[xiph-rtp] Chaining

Sat Aug 27 18:49:50 PDT 2005

Ralph Giles wrote:

> 
> 
> The server can also just transcode. We expect RTP transmission from a
> chained Ogg stream to be something of an edge case. A lot of stations
> will be encoding either directly from a live production feed (only
> one stream in any case) or from a batch encode, for which ensuring
> codebook uniformity isn't such a big issue. That just leaves casual
> users with a heterogeneous Ogg collection on disk.
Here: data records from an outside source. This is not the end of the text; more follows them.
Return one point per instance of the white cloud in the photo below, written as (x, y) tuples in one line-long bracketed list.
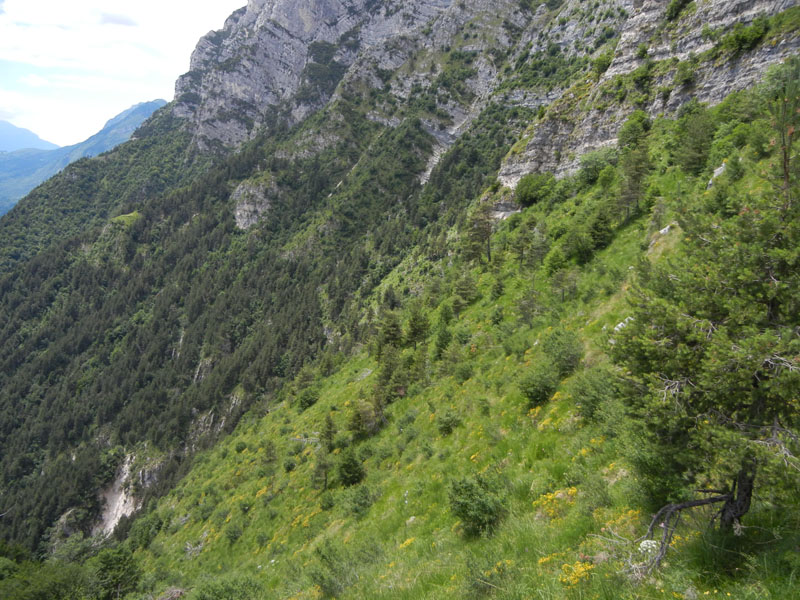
[(108, 19), (56, 58)]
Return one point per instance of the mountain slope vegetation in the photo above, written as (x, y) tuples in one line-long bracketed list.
[(404, 379)]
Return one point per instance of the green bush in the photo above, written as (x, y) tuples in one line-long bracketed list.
[(351, 471), (360, 500), (602, 62), (591, 390), (539, 382), (478, 503), (447, 422), (230, 587), (307, 398), (563, 347)]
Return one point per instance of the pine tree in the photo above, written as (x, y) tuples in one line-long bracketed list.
[(714, 357)]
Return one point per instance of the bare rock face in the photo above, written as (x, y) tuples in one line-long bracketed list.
[(576, 125), (251, 200), (281, 59), (284, 53)]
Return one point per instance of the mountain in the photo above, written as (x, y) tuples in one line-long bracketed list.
[(22, 170), (16, 138), (427, 299)]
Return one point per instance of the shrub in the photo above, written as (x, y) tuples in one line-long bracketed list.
[(477, 502), (564, 349), (591, 390), (351, 471), (307, 398), (602, 62), (593, 163), (233, 532), (231, 587), (360, 500), (447, 422), (539, 382)]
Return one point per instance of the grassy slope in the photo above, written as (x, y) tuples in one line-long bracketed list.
[(571, 500)]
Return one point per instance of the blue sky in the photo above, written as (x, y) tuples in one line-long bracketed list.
[(66, 67)]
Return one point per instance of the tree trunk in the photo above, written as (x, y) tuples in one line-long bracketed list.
[(739, 502)]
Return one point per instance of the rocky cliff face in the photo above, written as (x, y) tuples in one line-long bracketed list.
[(591, 122), (290, 55), (279, 61)]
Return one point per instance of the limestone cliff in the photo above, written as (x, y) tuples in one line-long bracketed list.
[(277, 61)]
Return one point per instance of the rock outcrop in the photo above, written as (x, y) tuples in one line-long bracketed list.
[(576, 125)]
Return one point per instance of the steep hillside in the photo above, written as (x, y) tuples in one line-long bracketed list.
[(23, 170), (438, 384), (16, 138)]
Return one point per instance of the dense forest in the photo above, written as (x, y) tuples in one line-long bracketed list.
[(393, 386)]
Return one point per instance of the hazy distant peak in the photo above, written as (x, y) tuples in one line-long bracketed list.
[(16, 138)]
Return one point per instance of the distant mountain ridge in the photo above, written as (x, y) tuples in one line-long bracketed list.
[(24, 169), (17, 138)]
In case of live/pseudolive feeds it is just one stream so the problem
doesn't apply regardless it uses rtsp or whatever for control.

> 
> Can you explain a bit more about how the server would send the new
> session parameters? Is it possible to have that work and keep gapless
> playback?

IF you are using rtsp I'm pretty confident you may have gapless playback
of chained or not chained vorbis in rtp (you may push from the server to
the client the new metadata associated to the next stream and/or signal
that the client should prepare to switch to the other stream). From the
standard rtp point (eg, I just have inband metadata that marks the next
file to the previous) it would require a large buffer and some sort of
lookahead logic to do some sort of crossfade or you'll always have the
time to reinit the decoder with the new informations.
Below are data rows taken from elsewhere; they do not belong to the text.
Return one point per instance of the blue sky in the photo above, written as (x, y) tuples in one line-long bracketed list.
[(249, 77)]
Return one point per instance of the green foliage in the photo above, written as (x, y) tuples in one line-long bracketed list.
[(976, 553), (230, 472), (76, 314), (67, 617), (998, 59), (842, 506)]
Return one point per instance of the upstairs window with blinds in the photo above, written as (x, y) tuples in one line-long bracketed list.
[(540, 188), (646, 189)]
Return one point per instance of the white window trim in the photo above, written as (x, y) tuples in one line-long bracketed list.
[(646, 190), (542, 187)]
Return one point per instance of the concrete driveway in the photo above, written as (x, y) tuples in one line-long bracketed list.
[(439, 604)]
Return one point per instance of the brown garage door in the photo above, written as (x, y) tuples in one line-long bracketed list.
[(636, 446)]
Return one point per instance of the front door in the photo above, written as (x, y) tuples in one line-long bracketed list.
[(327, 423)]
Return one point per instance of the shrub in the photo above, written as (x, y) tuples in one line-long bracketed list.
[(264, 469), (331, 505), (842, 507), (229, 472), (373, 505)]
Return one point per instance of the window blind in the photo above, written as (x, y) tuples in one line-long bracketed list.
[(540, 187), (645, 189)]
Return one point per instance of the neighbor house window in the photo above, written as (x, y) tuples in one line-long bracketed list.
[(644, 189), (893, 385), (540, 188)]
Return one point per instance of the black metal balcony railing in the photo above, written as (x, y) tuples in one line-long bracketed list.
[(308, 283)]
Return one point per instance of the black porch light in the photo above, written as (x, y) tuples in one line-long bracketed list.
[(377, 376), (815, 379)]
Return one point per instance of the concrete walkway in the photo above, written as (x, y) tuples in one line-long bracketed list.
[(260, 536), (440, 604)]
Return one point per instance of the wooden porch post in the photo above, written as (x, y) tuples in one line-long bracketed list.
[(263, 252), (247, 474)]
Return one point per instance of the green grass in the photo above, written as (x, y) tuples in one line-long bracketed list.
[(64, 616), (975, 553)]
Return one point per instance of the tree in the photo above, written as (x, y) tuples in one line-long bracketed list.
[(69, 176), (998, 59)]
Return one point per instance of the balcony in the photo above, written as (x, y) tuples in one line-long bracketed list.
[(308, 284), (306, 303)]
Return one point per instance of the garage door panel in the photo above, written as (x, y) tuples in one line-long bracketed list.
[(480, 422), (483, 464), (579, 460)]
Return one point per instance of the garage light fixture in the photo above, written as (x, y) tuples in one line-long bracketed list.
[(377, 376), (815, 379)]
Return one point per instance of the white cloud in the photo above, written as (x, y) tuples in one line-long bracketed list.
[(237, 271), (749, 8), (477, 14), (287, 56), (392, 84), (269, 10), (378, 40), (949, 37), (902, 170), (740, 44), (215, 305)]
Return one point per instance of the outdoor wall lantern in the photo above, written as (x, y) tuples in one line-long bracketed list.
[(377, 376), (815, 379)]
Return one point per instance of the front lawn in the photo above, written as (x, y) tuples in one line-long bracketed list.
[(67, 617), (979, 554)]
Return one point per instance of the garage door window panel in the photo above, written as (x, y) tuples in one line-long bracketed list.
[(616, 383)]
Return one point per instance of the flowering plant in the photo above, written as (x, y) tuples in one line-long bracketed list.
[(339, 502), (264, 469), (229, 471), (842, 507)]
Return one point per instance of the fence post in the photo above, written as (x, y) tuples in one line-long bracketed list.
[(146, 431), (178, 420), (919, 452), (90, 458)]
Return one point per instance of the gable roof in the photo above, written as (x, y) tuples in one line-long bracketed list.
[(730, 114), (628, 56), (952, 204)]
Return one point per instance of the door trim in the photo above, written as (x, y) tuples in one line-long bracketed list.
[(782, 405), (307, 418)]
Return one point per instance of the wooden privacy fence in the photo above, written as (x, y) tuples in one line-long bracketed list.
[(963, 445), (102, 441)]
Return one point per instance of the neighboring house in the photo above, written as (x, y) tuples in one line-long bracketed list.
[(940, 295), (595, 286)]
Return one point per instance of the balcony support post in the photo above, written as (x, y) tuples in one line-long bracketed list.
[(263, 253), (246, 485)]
That said, from the rtp draft I'd keep one vorbis stream per rtp stream
and move the discussion about the usage of rtsp, sip or other
session/control protocols your application want to use.

> 
> Not supporting chaining was in fact the original suggestion, made 
> initially by Jack about a year ago. If we'd done that we could have
> been all finished six months ago. :)

The problem is where supporting chaining. I'd prefer to support it using
the control/session protocol since would make simpler implement some
features.

> 
> For me the two persuasive arguments were:
> 
> 1. Adaptive bitrate switching. In a unicast RTP setting, the server
> can use packet loss statistics to dynamically adjust the bitrate
> sent to individual clients. In the case of configurable codecs like
> Vorbis and Theora, this means being able to change the codebooks,
> and even things like samplerate/framerate and image size (though
> the player should rescale to avoid popping in the later case.)
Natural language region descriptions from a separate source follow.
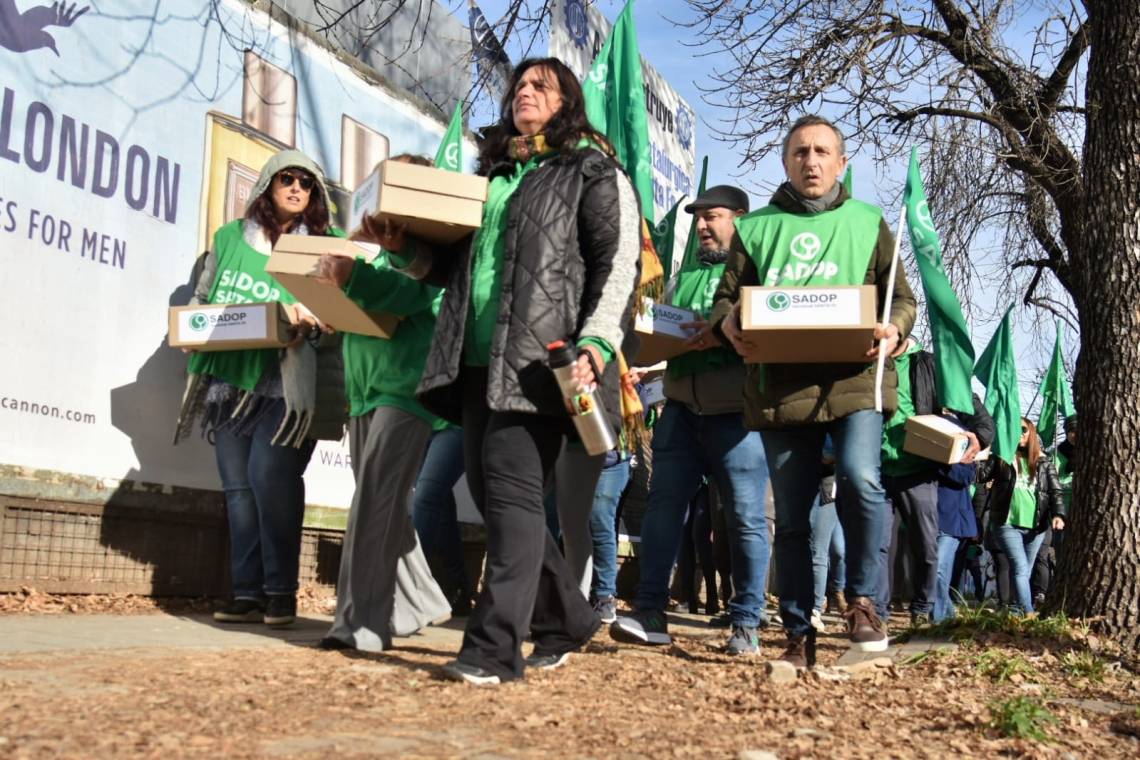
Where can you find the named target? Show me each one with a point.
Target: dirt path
(214, 691)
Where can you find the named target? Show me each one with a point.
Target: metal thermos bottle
(586, 409)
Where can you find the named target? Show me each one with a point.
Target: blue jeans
(433, 509)
(687, 447)
(824, 523)
(795, 463)
(1020, 546)
(265, 506)
(943, 604)
(603, 528)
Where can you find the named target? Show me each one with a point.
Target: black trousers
(528, 586)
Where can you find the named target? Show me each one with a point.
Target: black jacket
(1050, 503)
(570, 268)
(925, 397)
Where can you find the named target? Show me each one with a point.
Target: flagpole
(886, 313)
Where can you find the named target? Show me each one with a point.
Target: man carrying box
(701, 432)
(912, 481)
(813, 234)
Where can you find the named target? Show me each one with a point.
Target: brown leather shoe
(864, 628)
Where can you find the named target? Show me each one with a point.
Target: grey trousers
(384, 587)
(576, 475)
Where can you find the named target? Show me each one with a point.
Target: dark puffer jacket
(570, 268)
(1050, 503)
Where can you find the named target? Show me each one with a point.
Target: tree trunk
(1100, 572)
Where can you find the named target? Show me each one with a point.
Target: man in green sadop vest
(701, 433)
(814, 234)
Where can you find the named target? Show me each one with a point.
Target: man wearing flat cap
(701, 433)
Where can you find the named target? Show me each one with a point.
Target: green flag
(1056, 395)
(616, 105)
(662, 235)
(691, 242)
(449, 155)
(953, 351)
(998, 373)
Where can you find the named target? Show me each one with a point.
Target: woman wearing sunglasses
(1025, 500)
(265, 407)
(556, 258)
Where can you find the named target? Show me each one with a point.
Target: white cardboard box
(809, 325)
(935, 438)
(293, 263)
(660, 333)
(229, 326)
(434, 204)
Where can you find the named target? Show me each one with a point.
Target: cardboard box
(294, 262)
(935, 438)
(229, 326)
(437, 205)
(809, 325)
(660, 333)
That would require RTCP for QoS and RTSP to push the right configuration
and do the switch, or other equivalent protocols.

> 
> Aaron essentially told us this was a requirement for Real, since
> it's already a feature with their native codecs (though they
> have fixed codebooks, so chaining isn't painful). That's why
> we went with chaining support.
> 

If the "chained" stream is just a transcoded pseudo live stream won't be
a problem since would be just one codebook

> 2. Video resampling is much more expensive and artefact-prone
> than audio resampling, so at least in the medium term, it is 
> attractive to be able to use chaining in Theora to support 
> interleave of e.g. film and video without having to do format
> conversion. This isn't compelling on its own, but makes reason
> 1 less lonely. :)

The same problems and issues would apply and the same solutions should work.

> 
> Anyway, that was the reasoning behind the decision. I don't
> see any particular reason to revisit it unless you have either
> a much simpler method to achieve equivalent results, or a
> good argument why Real's requirements aren't worth addressing.
> 

Everything is up to the application usage and the protocols that the
application have, that's why I requested a list of planned applications
and scenarios.

So far I could think about:

1 Netradio using rtp/rtsp:
- Chaining required to make the playlist look like a flat stream, you
can archive the same result with dynamic stream switching and having the
client supporting crossfade.

- It would be probably multicast so the RTCP information could be
meaningfull only if you have a load balancing setting by twins or
providing content using "repeaters" as particular case.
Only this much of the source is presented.